I am currently reading Meredith Broussard’s new book More than a Glitch, which posits that bias of all kinds is implicit in almost everything that relies on large mathematical models to tackle problems. Broussard identifies three seperate sources of bias, ranging from the most commonly mentioned, race, to others including gender and ability. But most importantly, she identifies the issue that she calls “technochauvinism.” Here’s how she defines the term: “A kind of bias that considers computational solutions to be superior to all other solutions.” According to Broussard, “Technochauvinist optimism [has] led to companies spending millions of dollars on technology and platforms that marketers promised would ‘revolutionize’ and digitize everything from rug-buying to interstellar travel. Rarely have those promises come to pass, and often the digital reality is not much better than the original. In many cases, it is worse. Behind technochauvinism are very human factors like self-delusion, racism, bias, privilege, and greed.”
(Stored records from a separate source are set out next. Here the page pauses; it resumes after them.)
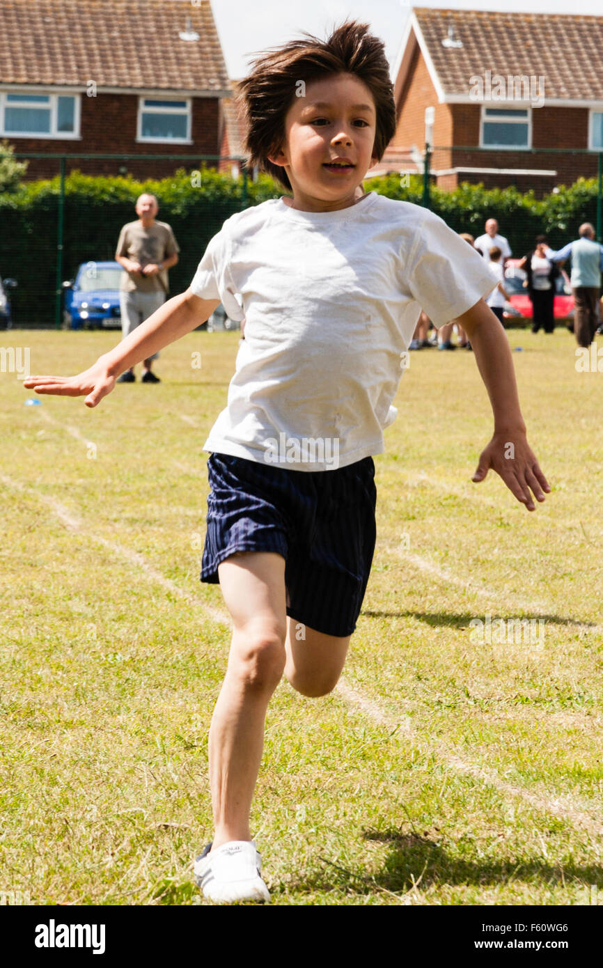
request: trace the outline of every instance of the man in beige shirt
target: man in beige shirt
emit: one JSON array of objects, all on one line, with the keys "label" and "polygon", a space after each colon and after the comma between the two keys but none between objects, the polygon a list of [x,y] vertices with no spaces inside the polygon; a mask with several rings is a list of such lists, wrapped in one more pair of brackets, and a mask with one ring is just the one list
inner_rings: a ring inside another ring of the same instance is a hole
[{"label": "man in beige shirt", "polygon": [[[136,199],[136,222],[129,222],[120,232],[115,259],[126,270],[119,288],[122,338],[148,319],[167,295],[167,269],[178,261],[179,247],[166,222],[157,222],[159,211],[154,195],[141,195]],[[143,383],[159,383],[151,371],[151,363],[159,353],[145,359]],[[126,370],[119,383],[134,383],[134,368]]]}]

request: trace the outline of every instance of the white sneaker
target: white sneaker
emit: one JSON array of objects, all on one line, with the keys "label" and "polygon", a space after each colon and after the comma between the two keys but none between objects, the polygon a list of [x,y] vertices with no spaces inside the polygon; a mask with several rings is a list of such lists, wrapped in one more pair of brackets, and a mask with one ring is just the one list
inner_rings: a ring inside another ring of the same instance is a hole
[{"label": "white sneaker", "polygon": [[269,901],[260,871],[261,858],[253,840],[230,840],[215,851],[207,844],[195,862],[196,883],[217,904]]}]

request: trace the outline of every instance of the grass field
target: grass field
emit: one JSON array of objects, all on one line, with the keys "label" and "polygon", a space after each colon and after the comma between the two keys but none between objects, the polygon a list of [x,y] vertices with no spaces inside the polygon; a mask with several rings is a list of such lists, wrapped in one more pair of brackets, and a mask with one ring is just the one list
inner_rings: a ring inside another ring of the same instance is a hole
[{"label": "grass field", "polygon": [[[413,353],[341,683],[284,681],[269,707],[253,830],[275,904],[603,904],[603,374],[576,372],[565,330],[509,339],[552,494],[529,514],[470,482],[492,429],[472,353]],[[69,375],[116,335],[0,342]],[[237,342],[193,333],[161,385],[93,410],[25,407],[0,374],[0,890],[33,904],[204,903],[230,633],[198,582],[201,447]],[[488,616],[542,634],[474,641]]]}]

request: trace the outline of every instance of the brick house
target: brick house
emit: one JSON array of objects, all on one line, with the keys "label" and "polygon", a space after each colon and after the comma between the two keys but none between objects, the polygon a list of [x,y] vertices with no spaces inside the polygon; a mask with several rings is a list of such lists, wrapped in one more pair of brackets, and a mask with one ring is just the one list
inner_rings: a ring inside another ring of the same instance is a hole
[{"label": "brick house", "polygon": [[[220,153],[232,92],[209,0],[2,0],[0,37],[0,138],[15,153],[128,154],[67,169],[135,177]],[[57,171],[32,159],[26,177]]]},{"label": "brick house", "polygon": [[[422,171],[427,139],[445,189],[483,182],[541,196],[593,177],[601,51],[603,16],[413,8],[392,76],[396,134],[370,174]],[[542,150],[552,148],[561,150]]]}]

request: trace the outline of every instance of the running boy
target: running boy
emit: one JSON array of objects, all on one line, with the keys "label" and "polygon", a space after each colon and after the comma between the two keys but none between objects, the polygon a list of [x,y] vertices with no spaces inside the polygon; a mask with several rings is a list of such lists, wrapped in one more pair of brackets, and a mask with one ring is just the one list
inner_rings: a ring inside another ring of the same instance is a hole
[{"label": "running boy", "polygon": [[233,633],[209,737],[215,834],[195,873],[222,902],[269,898],[249,826],[266,708],[283,673],[322,696],[342,672],[375,547],[372,455],[383,452],[421,308],[436,326],[459,319],[490,395],[494,436],[472,479],[492,468],[528,510],[530,491],[537,500],[550,491],[506,335],[483,299],[487,264],[426,209],[356,196],[396,127],[382,43],[355,21],[327,42],[305,37],[259,55],[240,85],[250,164],[292,198],[227,219],[190,288],[89,370],[24,380],[96,407],[121,373],[220,301],[245,318],[227,406],[204,446],[201,580],[220,581]]}]

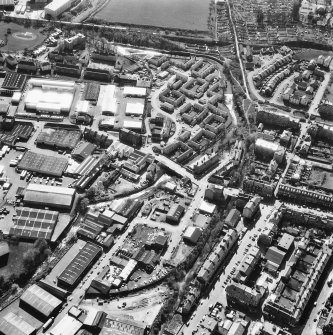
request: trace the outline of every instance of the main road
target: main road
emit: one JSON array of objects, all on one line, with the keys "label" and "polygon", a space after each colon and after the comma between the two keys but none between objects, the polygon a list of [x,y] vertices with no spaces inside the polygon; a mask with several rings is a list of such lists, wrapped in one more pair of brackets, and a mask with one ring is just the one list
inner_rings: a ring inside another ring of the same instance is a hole
[{"label": "main road", "polygon": [[[207,297],[200,300],[200,304],[193,313],[192,319],[189,321],[189,325],[184,325],[182,331],[184,335],[192,334],[192,332],[198,327],[203,317],[209,314],[209,306],[215,305],[217,302],[221,303],[224,307],[227,306],[227,298],[225,293],[225,287],[230,282],[230,272],[233,267],[237,268],[243,257],[245,256],[247,249],[253,245],[256,245],[257,236],[260,231],[265,227],[268,216],[272,213],[273,208],[279,206],[280,203],[277,201],[274,205],[260,205],[261,216],[256,222],[252,229],[247,230],[243,238],[239,240],[239,245],[234,252],[230,261],[223,265],[224,269],[221,275],[217,278],[215,285],[208,293]],[[237,230],[240,232],[244,225],[238,224]],[[228,278],[229,277],[229,278]],[[181,333],[181,332],[180,332]]]}]

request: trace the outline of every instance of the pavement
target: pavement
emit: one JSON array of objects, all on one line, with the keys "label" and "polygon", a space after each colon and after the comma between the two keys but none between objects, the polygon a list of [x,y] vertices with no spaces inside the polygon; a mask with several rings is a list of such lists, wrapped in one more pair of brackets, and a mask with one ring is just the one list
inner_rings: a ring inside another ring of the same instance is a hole
[{"label": "pavement", "polygon": [[[217,302],[221,303],[224,307],[227,306],[227,298],[225,294],[226,283],[229,282],[228,276],[233,267],[237,267],[239,262],[243,259],[246,254],[246,249],[248,245],[256,245],[255,235],[260,234],[260,231],[265,227],[266,219],[268,215],[272,212],[274,205],[260,205],[261,216],[256,222],[255,226],[244,234],[243,238],[239,241],[239,245],[234,252],[232,258],[227,264],[222,265],[224,267],[221,275],[217,278],[215,285],[212,287],[211,291],[208,293],[207,297],[200,300],[200,304],[197,306],[197,309],[192,314],[194,315],[192,319],[189,320],[189,325],[183,325],[181,331],[184,335],[192,334],[192,332],[197,328],[202,318],[209,314],[209,306],[215,305]],[[244,225],[242,223],[238,224],[237,231],[240,232],[243,229]],[[180,332],[181,334],[181,332]]]},{"label": "pavement", "polygon": [[[333,264],[328,269],[328,277],[324,281],[323,288],[317,299],[317,304],[312,308],[308,321],[303,329],[302,335],[317,334],[317,325],[319,321],[319,314],[325,306],[326,300],[333,293],[333,286],[329,287],[328,282],[333,280]],[[318,333],[319,334],[319,333]]]}]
The point here is that until we come to recognize the technochauvenistic bias that’s built into these systems, and then the subsequent biases in the training data -- despite the best of intentions, outcomes generated by AI-enabled tools are, by definition, suspect. They may remain useful for 80% of the queries, but when you’re in the 20% and your call can’t be addressed by humans in an appropriately timely manner, the system—any system—has failed.
Everyone engaged in the process, from the “idea” people to those charged with testing and deployment of these systems (and the word “testing” is of particular importance) must become a stakeholder to ensure that such innovations truly function as intended. AI is here, and it will become more prevalent for the handling of routine tasks. But by itself, its limitations, including no common sense, common experience, or conscience, must force (if necessary) those who seek to deploy its power to recognize and design for the technology’s limitations so that those whose queries fall outside of the routine can get the help they need with minimal aggravation.